Im europäischen Vergleich ist das österreichische Sexualstrafrecht noch immer sehr schwach. Elf EU-Länder (Belgien, Dänemark, Irland, Kroatien, Luxemburg, Malta, Schweden, Griechenland, Slowenien, Spanien und Zypern) verfolgen bereits das „Nur-Ja-heißt-Ja“-Prinzip. Nach dieser Definition will auch die Kommission Vergewaltigung auf EU-Ebene unter Strafe stellen. Der „Nein-heißt-Nein“- Ansatz im Gegensatz dazu fokussiert sich auf das Abwehrverhalten der betroffenen Person und deren Nachweise. Das „Nur-Ja-heißt-Ja“-Prinzip stellt die Zustimmung aller Beteiligten ins Zentrum und verpflichtet die mutmaßlichen Täter:innen zum Nachweis, dass diese Zustimmung vorlag. Die betroffene Person muss sich somit nicht vor Gericht rechtfertigen, warum und wie sie den Akt verneint habe bzw. nicht wollte, sondern der:die andere muss erklären, wie die Zustimmung - ob verbal oder non-verbal - unmissverständlich gegeben wurde. Diese Änderung leitet einen wichtigen Perspektivenwechsel ein: Wir entfernen uns als Gesellschaft davon, die Verantwortung für sexuelle Übergriffe auf die Betroffenen abzuwälzen. Im Gegenteil: Wir verlangt Erklärungen vo - vermeintlichen - Täter.

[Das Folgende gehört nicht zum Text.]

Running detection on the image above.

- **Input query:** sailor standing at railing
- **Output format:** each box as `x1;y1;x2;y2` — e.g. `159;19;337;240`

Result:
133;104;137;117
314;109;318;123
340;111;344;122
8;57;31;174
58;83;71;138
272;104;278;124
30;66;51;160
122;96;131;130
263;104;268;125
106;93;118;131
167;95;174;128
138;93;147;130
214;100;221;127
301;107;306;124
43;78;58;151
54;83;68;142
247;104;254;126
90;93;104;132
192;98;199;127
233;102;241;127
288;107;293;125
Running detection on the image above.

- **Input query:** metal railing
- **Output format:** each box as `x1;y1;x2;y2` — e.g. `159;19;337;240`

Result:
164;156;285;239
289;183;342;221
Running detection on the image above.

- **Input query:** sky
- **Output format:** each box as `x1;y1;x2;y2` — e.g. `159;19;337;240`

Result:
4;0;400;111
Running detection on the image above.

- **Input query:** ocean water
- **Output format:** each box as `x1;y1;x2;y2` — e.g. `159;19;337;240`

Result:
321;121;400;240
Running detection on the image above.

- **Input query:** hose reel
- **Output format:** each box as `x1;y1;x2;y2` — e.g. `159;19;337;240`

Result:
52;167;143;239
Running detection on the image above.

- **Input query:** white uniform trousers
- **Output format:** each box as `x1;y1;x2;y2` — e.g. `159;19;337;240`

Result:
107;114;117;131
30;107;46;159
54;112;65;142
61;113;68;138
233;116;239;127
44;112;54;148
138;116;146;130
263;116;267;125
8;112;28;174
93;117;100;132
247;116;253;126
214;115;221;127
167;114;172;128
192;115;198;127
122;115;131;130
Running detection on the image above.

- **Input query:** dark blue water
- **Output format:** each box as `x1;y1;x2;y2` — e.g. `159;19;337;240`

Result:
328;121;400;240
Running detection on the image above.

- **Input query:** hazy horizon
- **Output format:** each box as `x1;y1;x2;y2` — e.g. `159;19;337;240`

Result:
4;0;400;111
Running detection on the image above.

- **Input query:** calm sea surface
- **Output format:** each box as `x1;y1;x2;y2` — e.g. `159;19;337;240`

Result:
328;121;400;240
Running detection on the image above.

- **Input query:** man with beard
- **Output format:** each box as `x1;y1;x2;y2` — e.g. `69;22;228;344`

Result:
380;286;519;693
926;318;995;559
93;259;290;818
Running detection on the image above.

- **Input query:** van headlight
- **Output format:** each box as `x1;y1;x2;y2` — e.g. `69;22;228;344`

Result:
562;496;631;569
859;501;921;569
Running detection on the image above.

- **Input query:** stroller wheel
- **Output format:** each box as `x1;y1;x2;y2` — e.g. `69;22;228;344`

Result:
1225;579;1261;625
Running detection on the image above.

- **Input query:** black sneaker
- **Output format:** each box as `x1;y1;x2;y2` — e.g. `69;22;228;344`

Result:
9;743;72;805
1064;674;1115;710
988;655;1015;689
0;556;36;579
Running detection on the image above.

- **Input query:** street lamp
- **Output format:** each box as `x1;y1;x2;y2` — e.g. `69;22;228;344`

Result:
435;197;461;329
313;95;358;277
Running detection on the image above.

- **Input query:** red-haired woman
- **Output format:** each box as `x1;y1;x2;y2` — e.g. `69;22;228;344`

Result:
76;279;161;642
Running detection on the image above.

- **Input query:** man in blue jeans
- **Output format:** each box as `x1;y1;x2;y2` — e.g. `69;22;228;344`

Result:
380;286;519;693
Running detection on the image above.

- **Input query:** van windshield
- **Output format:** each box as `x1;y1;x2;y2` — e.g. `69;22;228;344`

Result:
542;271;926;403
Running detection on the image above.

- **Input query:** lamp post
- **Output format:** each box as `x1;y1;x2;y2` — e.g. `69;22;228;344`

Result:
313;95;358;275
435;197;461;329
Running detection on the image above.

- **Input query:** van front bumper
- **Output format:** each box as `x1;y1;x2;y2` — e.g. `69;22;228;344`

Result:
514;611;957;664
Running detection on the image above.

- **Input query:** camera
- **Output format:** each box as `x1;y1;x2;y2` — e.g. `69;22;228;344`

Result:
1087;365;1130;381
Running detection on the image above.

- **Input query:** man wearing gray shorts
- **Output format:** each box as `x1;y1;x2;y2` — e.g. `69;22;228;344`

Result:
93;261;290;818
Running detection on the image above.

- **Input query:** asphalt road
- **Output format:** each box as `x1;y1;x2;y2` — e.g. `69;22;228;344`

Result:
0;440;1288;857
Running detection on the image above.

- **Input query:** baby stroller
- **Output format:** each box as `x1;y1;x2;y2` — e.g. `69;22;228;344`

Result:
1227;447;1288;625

Nein zu Gewalt in der Arbeitswelt!

Das Gewaltschutzpaket sieht auch eine EU-weite Definition von sexueller Belästigung am Arbeitsplatz vor. Während der Rat auch hier bedauerlicherweise sehr wenig Ambitionen zeigt und diese Definition aus seiner Positionierung herausgestrichen hat, haben sich die Diskussionen im Europäischen Parlament auch hier in eine andere Richtung bewegt: gemäß der ILO Konvention 190 soll Belästigung nicht nur am Arbeitsplatz, sondern in der ganzen Arbeitswelt sanktioniert sein. Damit sollen alle auch am Weg zur Arbeit, bei (Abend-)Veranstaltungen und Dienstreisen geschützt werden.

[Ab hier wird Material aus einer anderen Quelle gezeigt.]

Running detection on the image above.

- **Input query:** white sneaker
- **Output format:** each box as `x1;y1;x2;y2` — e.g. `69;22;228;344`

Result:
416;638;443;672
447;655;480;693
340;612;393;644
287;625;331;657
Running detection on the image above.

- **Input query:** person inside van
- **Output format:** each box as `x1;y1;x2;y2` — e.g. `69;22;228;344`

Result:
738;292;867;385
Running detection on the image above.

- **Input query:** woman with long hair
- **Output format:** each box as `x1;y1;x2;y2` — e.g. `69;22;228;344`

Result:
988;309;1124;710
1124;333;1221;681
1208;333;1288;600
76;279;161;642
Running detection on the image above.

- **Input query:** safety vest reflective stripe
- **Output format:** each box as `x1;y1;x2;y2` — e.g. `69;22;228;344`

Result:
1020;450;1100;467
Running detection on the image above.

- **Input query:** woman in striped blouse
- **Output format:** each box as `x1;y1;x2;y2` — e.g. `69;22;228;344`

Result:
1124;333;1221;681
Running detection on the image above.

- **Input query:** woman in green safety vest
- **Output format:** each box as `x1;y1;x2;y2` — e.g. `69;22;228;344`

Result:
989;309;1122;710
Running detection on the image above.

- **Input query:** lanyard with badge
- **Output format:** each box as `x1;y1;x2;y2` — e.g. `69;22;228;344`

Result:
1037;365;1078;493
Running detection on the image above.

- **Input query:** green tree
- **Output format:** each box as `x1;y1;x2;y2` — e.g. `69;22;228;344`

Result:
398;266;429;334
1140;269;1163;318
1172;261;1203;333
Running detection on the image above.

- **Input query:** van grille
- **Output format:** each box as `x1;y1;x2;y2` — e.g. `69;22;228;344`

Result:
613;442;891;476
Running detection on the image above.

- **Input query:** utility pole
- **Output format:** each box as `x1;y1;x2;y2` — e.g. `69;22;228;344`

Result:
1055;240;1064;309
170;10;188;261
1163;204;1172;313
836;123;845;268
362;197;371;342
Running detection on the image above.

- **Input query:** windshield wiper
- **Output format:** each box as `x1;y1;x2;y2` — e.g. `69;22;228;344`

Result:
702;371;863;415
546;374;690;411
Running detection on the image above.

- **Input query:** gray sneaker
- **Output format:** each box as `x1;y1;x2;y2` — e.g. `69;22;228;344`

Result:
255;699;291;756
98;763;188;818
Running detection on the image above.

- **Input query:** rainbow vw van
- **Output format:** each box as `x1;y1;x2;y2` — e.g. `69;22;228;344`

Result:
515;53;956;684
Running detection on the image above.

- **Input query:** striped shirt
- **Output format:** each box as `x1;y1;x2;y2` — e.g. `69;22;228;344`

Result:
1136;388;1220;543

Was sind die nächsten Schritte?

Das EU-Parlament stimmt am 28.Juni über seine finale Positionierung ab. Dann folgen die interinstitutionellen Verhandlungen zwischen Parlament und Rat, der sogenannte Trilog, in dem ein gemeinsamer Kompromiss ausgehandelt wird.

Für mich ist klar: Gewalt und insbesondere sexuelle Gewalt ist kein Kavaliersdelikt, kein „kleiner“ Grenzübertritt, der nicht klar erkennbar ist. Hier müssen wir in Österreich und in der EU ein Umdenken einleiten und endlich den Betroffenen glauben, statt sie mit Misstrauen und weiteren Anschuldigen einzuschüchtern.

Wir dürfen diese einmalige Möglichkeit auf EU-Ebene nicht verpassen und müssen hier strafrechtlich die richtigen Rahmenbedingungen setzen. Unser gemeinsames Ziel ist ganz klar: eine gewaltfreie, sichere und gleichberechtigte Gesellschaft!